方法:使用磁激活细胞分选(MACS)技术从三个独立供体的牙髓中分离出聚唾液酸化神经细胞粘附分子(PSA-NCAM)神经祖细胞。使用一组神经和非神经标记的免疫荧光染色来表征磁性分离的PSA-NCAM+级分。然后在补充有神经营养因子的NeurobasalA中培养PSA-NCAM细胞:二丁酰基环AMP,神经营养蛋白-3,B27和N2补充剂诱导神经元分化。PSA-NCAM+和分化的PSA-NCAM+细胞均用于Ca2+成像研究以评估P2X3受体的功能以及膜去极化。
结果:使用磁激活细胞分选和抗PSA-NCAM微珠从hDPSC的异质群体中分离PSA-NCAM+神经祖细胞。流式细胞术分析表明,免疫磁性分选显著提高了PSA-NCAM+细胞的纯度。免疫荧光染色显示泛神经元和成熟神经元标志物的表达,PGP9.5和MAP2,分别以及成熟的感觉标记的弱表达,外周蛋白和胰岛1。ATP诱导的反应主要由未分化和分化细胞中的P2X3受体介导。在后者中观察到更大的幅度。此外,当加载快速电压响应荧光分子时,在分化之前和之后的细胞中也检测到膜去极化,FluoVolt™响应氯化钾。有趣的是,只有分化的PSA-NCAM+细胞能够自发的膜振荡。
结论:总之,DPSC含有具有增强的神经分化和功能性神经样特性的神经元祖细胞群,其可以用磁激活细胞分选(MACS)有效分离。
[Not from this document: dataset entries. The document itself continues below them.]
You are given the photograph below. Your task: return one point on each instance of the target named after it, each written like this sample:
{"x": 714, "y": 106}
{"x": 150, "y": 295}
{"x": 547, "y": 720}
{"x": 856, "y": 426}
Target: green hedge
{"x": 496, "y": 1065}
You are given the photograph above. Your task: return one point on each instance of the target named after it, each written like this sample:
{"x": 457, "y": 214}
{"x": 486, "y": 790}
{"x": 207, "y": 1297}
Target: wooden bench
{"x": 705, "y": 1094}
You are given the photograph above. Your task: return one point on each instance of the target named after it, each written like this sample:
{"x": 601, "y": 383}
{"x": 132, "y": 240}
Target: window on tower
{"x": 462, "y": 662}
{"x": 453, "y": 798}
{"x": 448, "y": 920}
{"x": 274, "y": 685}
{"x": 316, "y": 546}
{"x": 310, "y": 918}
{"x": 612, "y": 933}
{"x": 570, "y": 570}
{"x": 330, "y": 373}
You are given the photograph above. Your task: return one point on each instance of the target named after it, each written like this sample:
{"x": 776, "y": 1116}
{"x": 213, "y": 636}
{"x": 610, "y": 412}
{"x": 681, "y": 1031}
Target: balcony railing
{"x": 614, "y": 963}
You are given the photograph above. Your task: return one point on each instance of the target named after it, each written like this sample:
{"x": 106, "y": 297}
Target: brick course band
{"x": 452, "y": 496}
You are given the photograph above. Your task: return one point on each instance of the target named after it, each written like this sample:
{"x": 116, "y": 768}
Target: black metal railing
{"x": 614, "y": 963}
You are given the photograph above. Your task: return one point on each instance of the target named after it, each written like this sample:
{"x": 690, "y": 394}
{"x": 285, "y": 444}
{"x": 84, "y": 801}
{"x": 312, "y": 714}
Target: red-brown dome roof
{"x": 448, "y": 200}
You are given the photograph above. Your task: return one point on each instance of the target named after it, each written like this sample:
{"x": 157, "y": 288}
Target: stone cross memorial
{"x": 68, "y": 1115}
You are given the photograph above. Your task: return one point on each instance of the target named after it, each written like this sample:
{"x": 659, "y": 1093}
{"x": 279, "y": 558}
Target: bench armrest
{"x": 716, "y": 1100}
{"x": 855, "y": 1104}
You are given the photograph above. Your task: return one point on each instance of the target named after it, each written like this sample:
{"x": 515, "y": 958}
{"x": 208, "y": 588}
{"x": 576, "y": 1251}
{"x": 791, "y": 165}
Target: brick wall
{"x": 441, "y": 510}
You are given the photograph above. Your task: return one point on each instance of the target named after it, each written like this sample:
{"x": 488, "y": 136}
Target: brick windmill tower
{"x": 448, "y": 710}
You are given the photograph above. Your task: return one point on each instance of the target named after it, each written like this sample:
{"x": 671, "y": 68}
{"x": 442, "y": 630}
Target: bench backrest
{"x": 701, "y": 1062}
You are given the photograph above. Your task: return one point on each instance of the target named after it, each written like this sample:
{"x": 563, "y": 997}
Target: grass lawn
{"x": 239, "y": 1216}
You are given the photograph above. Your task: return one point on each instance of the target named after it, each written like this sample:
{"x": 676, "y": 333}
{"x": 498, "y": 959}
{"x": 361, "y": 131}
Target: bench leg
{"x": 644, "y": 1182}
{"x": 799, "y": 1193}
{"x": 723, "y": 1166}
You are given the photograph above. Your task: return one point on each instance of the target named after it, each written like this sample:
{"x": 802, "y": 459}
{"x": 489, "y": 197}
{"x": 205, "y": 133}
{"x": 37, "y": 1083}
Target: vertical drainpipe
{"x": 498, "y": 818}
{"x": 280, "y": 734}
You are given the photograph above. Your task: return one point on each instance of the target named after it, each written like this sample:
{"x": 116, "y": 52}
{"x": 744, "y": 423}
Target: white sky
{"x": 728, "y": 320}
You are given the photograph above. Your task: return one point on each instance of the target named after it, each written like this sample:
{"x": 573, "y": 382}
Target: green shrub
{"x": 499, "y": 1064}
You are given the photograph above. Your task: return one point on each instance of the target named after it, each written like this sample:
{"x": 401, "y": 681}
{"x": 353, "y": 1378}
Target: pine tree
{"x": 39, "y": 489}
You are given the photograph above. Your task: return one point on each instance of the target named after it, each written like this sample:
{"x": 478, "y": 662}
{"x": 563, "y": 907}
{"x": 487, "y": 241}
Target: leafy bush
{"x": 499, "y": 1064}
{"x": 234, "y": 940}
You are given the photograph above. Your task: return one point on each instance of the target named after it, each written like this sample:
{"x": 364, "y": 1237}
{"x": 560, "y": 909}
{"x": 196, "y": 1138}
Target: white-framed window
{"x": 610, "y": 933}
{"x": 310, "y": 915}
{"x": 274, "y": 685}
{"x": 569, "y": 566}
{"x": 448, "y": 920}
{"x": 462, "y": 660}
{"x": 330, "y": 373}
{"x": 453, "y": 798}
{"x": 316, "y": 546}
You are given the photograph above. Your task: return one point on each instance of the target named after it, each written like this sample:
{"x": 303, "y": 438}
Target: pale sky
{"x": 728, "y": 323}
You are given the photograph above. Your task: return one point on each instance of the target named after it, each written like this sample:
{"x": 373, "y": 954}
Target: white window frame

方法:使用磁激活细胞分选(MACS)技术从三个独立供体的牙髓中分离出聚唾液酸化神经细胞粘附分子(PSA-NCAM)神经祖细胞。使用一组神经和非神经标记的免疫荧光染色来表征磁性分离的PSA-NCAM+级分。然后在补充有神经营养因子的NeurobasalA中培养PSA-NCAM细胞:二丁酰基环AMP,神经营养蛋白-3,B27和N2补充剂诱导神经元分化。PSA-NCAM+和分化的PSA-NCAM+细胞均用于Ca2+成像研究以评估P2X3受体的功能以及膜去极化。
结果:使用磁激活细胞分选和抗PSA-NCAM微珠从hDPSC的异质群体中分离PSA-NCAM+神经祖细胞。流式细胞术分析表明,免疫磁性分选显著提高了PSA-NCAM+细胞的纯度。免疫荧光染色显示泛神经元和成熟神经元标志物的表达,PGP9.5和MAP2,分别以及成熟的感觉标记的弱表达,外周蛋白和胰岛1。ATP诱导的反应主要由未分化和分化细胞中的P2X3受体介导。在后者中观察到更大的幅度。此外,当加载快速电压响应荧光分子时,在分化之前和之后的细胞中也检测到膜去极化,FluoVolt™响应氯化钾。有趣的是,只有分化的PSA-NCAM+细胞能够自发的膜振荡。
结论:总之,DPSC含有具有增强的神经分化和功能性神经样特性的神经元祖细胞群,其可以用磁激活细胞分选(MACS)有效分离。